Exploring the Variety and Versatility of Cruciferous Vegetables
What do Brussels sprouts, kale, and cauliflower have in common? Aside from being some of the trendiest vegetables of the moment, they are all members of the same botanical family, Cruciferae or Brassicaceae. Other vegetables in this family include, broccoli, cabbage, bok choy, arugula, kohlrabi, watercress, wasabi (yes, wasabi) and more. This diverse group of vegetables all derive from the wild mustard plant. Cruciferous vegetables range in texture, flavor, and pungency. Some are more bitter and some have more peppery notes.
We’ve all heard how important it is to eat vegetables, especially green vegetables, but why is this?

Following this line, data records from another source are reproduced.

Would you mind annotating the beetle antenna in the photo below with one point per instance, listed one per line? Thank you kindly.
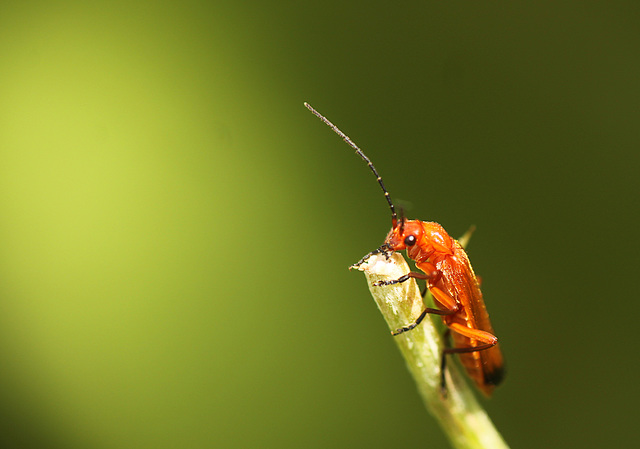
(394, 216)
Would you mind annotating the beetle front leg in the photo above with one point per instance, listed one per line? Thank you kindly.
(401, 279)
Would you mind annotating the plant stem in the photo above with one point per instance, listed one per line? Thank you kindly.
(458, 412)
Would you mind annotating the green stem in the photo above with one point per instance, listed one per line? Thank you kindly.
(459, 413)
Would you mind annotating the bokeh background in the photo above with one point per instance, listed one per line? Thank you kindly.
(175, 227)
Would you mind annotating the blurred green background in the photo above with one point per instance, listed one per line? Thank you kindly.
(176, 227)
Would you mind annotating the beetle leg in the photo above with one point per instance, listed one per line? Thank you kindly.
(487, 339)
(449, 304)
(404, 278)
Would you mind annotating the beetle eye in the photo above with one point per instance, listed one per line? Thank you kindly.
(410, 240)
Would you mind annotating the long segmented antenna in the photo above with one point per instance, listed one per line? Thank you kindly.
(394, 216)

Cruciferous vegetables, like all vegetables are
- Low in calories
- High in fiber
- These two qualities help us to maintain a healthy weight and reduce the risk of chronic diseases.
Green cruciferous vegetables are also high in several vitamins and minerals.
- Vitamin K
- Vitamin C
- Vitamin A
Additional Health Benefits
The component that sets cruciferous vegetables apart from other vegetables are a phytochemical unique to this group called, isothiocyanates. These plants produce this phytochemical as a way to defend themselves. Think of the biting sensation of mustard and wasabi. In humans, this phytochemical has been found to have potent health promoting properties. Human clinical studies have shown isothiocyanates to have powerful antioxidant properties, as well as, the ability to clear pollutants and carcinogens from the body.
These antioxidant and detoxifying properties translate to
- Cancer prevention
- Improved heart health
- Enhanced immunity
Ways to Enjoy Cruciferous Vegetables
Now let’s get to the important part, eating. Just like how sugar or cream is combined with coffee, the bitterness of these vegetables can be tamed by combining them with fruit or a slightly sweet sauce/vinaigrette. Cooking can also caramelize their natural sugars. Just like how Bubba from Forrest Gump listed the different ways shrimp can be prepared, so too can the countless number of cruciferous vegetables. Seek them out in your grocery store and experiment with different culinary techniques and preparations.